Lingo4G can index text records red from CSV files, which is a convenient way to experiment with tabular data often available as spreadsheets.

CSV files contain simple, plain-text, comma-separated rows with tabular data. Any spreadsheet software (Microsoft Excel, LibreOffice) can export a CSV file (see limitations for caveats though).

To index one or more CSV files, perform the following steps:

  1. Copy your CSV files to an empty directory or the datasets/dataset-autoindex/data (an example present in Lingo4G's distribution), removing any example files present there.
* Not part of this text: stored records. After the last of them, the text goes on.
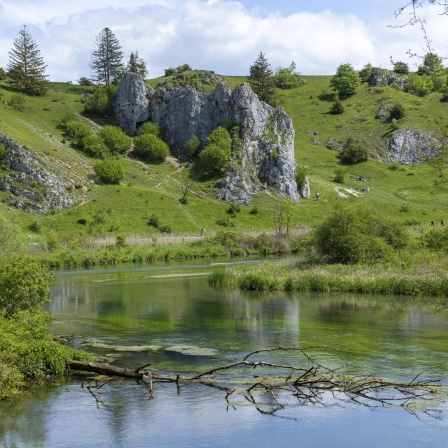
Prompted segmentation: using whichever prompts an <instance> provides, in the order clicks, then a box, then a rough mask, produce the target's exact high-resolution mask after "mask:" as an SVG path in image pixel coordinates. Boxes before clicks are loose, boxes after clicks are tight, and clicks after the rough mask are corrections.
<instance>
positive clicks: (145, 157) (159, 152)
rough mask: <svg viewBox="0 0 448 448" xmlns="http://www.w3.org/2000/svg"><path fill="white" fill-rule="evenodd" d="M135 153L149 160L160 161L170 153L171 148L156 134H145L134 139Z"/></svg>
mask: <svg viewBox="0 0 448 448" xmlns="http://www.w3.org/2000/svg"><path fill="white" fill-rule="evenodd" d="M134 153H135V154H136V155H137V156H138V157H140V158H141V159H143V160H146V161H148V162H151V163H160V162H163V161H164V160H165V157H168V156H169V155H170V149H169V147H168V145H167V144H166V143H165V142H164V141H163V140H161V139H160V138H158V137H156V136H155V135H154V134H143V135H139V136H138V137H136V138H135V140H134Z"/></svg>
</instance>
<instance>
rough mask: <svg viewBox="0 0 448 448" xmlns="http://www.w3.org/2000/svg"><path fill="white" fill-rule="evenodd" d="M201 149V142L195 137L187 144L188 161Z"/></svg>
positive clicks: (186, 153) (186, 145)
mask: <svg viewBox="0 0 448 448" xmlns="http://www.w3.org/2000/svg"><path fill="white" fill-rule="evenodd" d="M200 147H201V141H200V140H199V138H198V137H196V135H195V136H193V137H191V138H190V140H188V141H187V143H185V152H186V156H187V159H192V158H193V157H194V156H195V155H197V153H198V152H199V148H200Z"/></svg>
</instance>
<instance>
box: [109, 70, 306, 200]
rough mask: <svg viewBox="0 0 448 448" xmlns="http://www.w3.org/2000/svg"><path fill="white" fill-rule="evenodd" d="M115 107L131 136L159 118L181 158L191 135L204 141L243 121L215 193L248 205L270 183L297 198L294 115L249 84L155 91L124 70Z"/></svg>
mask: <svg viewBox="0 0 448 448" xmlns="http://www.w3.org/2000/svg"><path fill="white" fill-rule="evenodd" d="M114 108H115V114H116V117H117V121H118V124H119V125H120V127H121V128H122V129H123V130H124V131H125V132H127V133H128V134H129V135H136V134H137V133H138V127H139V125H140V124H142V123H144V122H145V121H148V120H151V121H153V122H155V123H158V124H159V125H160V127H162V128H164V129H165V130H166V134H165V141H166V143H168V145H170V147H171V150H172V151H173V152H175V153H176V155H177V156H178V157H179V158H182V157H183V156H184V154H185V150H184V147H185V143H186V142H187V141H188V140H189V139H190V138H192V137H193V136H197V137H198V138H199V140H200V141H201V143H202V144H203V145H205V144H206V142H207V137H208V136H209V135H210V134H211V132H212V131H213V130H215V129H216V128H217V127H219V126H223V127H225V126H227V125H229V124H231V125H232V126H239V128H240V135H241V142H240V144H239V145H238V148H233V157H232V161H231V163H230V165H229V169H228V171H227V173H225V174H224V176H223V179H222V182H221V186H220V189H219V191H217V193H216V194H217V196H218V197H220V198H222V199H224V200H226V201H234V202H237V203H239V204H249V203H250V202H251V201H252V197H253V196H256V195H257V193H258V192H259V191H260V189H265V188H268V187H272V188H274V189H275V190H276V191H278V192H279V193H281V194H283V195H285V196H287V197H289V198H291V199H292V200H293V201H297V200H298V198H299V194H298V192H297V184H296V180H295V174H296V162H295V159H294V128H293V126H292V121H291V118H290V117H289V116H288V115H287V114H286V112H285V111H284V110H283V109H282V108H278V109H274V108H273V107H271V106H270V105H268V104H266V103H264V102H262V101H260V100H259V99H258V97H257V95H255V94H254V93H253V92H252V90H251V88H250V87H249V85H247V84H242V85H241V86H239V87H238V88H236V89H235V90H233V91H231V90H230V89H229V88H227V87H226V86H225V85H224V84H222V83H219V84H218V85H217V86H216V88H215V90H214V91H213V92H211V93H205V92H199V91H198V90H196V89H195V88H194V87H192V86H188V85H187V86H185V87H182V88H173V89H171V90H169V89H165V88H163V87H159V88H158V89H157V90H156V91H155V90H154V89H152V87H150V86H148V85H147V84H146V83H145V82H144V80H143V79H142V78H141V77H140V76H138V75H136V74H134V73H126V74H125V75H124V76H123V78H122V80H121V82H120V85H119V87H118V90H117V93H116V98H115V103H114Z"/></svg>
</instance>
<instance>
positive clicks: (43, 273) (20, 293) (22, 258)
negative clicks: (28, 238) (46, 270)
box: [0, 255, 53, 317]
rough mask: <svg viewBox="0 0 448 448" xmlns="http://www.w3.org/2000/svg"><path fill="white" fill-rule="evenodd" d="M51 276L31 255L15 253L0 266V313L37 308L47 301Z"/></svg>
mask: <svg viewBox="0 0 448 448" xmlns="http://www.w3.org/2000/svg"><path fill="white" fill-rule="evenodd" d="M52 278H53V276H52V275H51V274H50V273H49V272H47V271H46V270H45V269H44V268H42V266H40V265H39V264H38V263H37V262H36V261H34V260H33V259H32V258H31V257H29V256H25V255H20V256H19V255H15V256H13V257H12V258H10V259H9V263H8V264H6V265H2V266H0V315H2V316H5V317H11V316H13V315H14V314H15V313H17V312H18V311H20V310H27V309H31V308H32V309H38V308H39V307H40V306H41V305H43V304H44V303H47V302H48V292H49V289H50V284H51V281H52Z"/></svg>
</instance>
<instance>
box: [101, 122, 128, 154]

    Lingo4G will read all files matching the pattern *.csv* present under that folder. Files may be compressed (.csv.gz or .csv.zst extensions).

    CSV files can (unfortunately!) come in different formats. Lingo4G reads plain text, UTF-8 encoded files with records separated by commas. The first record must contain column names. Here is an example CSV file with three columns and two records ("documents").

    id,title,abstract
    1,"Title of the first document","Abstract of the first document"
    2,"Title of the second document","Abstract of the second document"
  2. Edit the example's project descriptor (csv.project.json), adding column names and types present in your CSV files to the fields section. Not all columns present in CSV files need to be imported. For our example CSV file above, this could read:

    "fields": {
      "id":       { "id": true, "analyzer": "literal" },
      "title":    { "analyzer": "english" },
      "abstract": { "analyzer": "english" }
    },

    Then review and modify those sections of the project descriptor that reference fields, according to what your CSV fields contains and to your needs. Specifically, the features field configuring feature extraction strategies, the default query parser fields and the default analysis fields for API V1 (for the Explorer).

  3. In the command console, run the following command:

    l4g index -p datasets/dataset-csv -Dinput.dir=[absolute folder path]

    replacing [absolute folder path] with the path to the folder containing your documents.

    If Lingo4G cannot parse a file, it will print a warning to the console.

  4. Run the following command to start Lingo4G server:

    l4g server -p datasets/dataset-csv
  5. Point your browser at localhost:​8080 and choose a demo application to explore your data.

Limitations

CSV formats

CSV files can come in different formats and flavors. Make sure they use UTF-8 encoding and are comma-separated.